Nach Angaben hochrangiger US-Regierungsbeamter ist es dem chinesischen Startup DeepSeek trotz aktueller Verbote gelungen, sein neuestes KI-Modell mit Nvidias fortschrittlichster Hardware, dem Blackwell-Chip, zu trainieren. Diese speziellen Chips unterliegen strengen US-Exportkontrollen, die ihren Versand nach China ausdrücklich verbieten. Dies kommt zu der Behauptung von Anthropic hinzu, DeepSeek und andere chinesische KI-Firmen hätten Claudes KI-Verarbeitungsfähigkeiten „gestohlen“.
US-Beamte behaupten, DeepSeek habe mit Blackwell-Chips Exportkontrollen umgangen
Laut Reuters lässt sich vermuten, dass DeepSeek diese eingeschränkten Chips in einem Rechenzentrum in der Inneren Mongolei betreibt. Um einer Entdeckung zu entgehen, entfernt das Unternehmen möglicherweise technische Indikatoren, die normalerweise die Verwendung von amerikanischem Silizium anzeigen würden. Es bleibt ein Rätsel, wie das Startup an die Hardware gelangt ist. Die Nachrichten zwangen die politischen Entscheidungsträger in Washington jedoch bereits dazu, die Wirksamkeit der aktuellen Handelshemmnisse zu überdenken.
Die Entdeckung von Blackwell-Chips in China hat die Debatte unter US-Beamten verschärft. Einige, darunter KI-Berater des Weißen Hauses und Nvidias eigene Führung, argumentieren, dass die Blockierung aller fortgeschrittenen Exporte tatsächlich nach hinten losgehen könnte. Ihre Theorie besagt, dass völlige Beschränkungen chinesische Konkurrenten wie Huawei dazu zwingen, noch härter an der Entwicklung ihrer eigenen alternativen Technologie zu arbeiten.

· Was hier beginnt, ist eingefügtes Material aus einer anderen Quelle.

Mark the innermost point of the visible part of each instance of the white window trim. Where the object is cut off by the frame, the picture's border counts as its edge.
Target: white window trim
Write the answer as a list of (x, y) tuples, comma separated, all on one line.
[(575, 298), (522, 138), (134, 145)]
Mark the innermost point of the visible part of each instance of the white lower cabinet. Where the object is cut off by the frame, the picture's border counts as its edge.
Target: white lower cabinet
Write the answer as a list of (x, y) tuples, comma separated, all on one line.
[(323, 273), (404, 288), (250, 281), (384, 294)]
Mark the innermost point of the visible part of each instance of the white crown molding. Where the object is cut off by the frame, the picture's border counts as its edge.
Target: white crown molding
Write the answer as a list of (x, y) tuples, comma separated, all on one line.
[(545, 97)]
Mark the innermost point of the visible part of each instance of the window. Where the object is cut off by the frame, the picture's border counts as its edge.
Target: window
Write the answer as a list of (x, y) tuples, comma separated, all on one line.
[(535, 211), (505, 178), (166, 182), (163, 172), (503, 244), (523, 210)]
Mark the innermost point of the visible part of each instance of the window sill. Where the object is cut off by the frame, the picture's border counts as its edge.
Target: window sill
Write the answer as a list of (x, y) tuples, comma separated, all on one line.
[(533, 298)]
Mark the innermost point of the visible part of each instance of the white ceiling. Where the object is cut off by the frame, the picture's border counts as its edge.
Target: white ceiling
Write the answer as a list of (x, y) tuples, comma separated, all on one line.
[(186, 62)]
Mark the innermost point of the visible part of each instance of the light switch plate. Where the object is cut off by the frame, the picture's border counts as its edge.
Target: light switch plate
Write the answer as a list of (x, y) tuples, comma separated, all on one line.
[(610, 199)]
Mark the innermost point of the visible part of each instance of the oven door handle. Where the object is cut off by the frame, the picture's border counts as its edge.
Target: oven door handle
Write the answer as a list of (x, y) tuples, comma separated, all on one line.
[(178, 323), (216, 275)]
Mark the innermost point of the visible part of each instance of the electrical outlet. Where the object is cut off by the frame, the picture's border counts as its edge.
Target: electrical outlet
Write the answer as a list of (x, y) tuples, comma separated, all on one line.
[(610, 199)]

Auf der anderen Seite des Zauns betrachten nationale Sicherheitsexperten dies als ein großes Warnsignal. Sie befürchten, dass diese leistungsstarken Chips von kommerziellen KI-Projekten abgezweigt werden könnten, um die militärischen Fähigkeiten zu steigern. Für diese Kritiker beweist der DeepSeek-Vorfall, dass führende chinesische Unternehmen möglicherweise nicht die internationalen Handelsbedingungen einhalten. Es macht grundsätzlich jeden Export von KI-Chips zu einem potenziellen Risiko.
Mehr als nur illegale Hardware-Nutzung und -Export
Die Kontroverse hört nicht bei den physischen Chips auf. Beamte gehen außerdem davon aus, dass DeepSeek eine Technik namens „Destillation“ eingesetzt hat, um seinem neuen Modell einen Wettbewerbsvorteil zu verschaffen. Dieser Prozess ermöglicht es einer neueren KI, direkt aus den Ergebnissen etablierter Branchenführer wie OpenAI, Google und Anthropic zu lernen. Durch die Kombination der rohen Kraft geschmuggelter Blackwell-Chips mit dem „geliehenen“ Wissen amerikanischer Modelle könnte DeepSeek die Lücke schneller schließen, als irgendjemand erwartet hätte.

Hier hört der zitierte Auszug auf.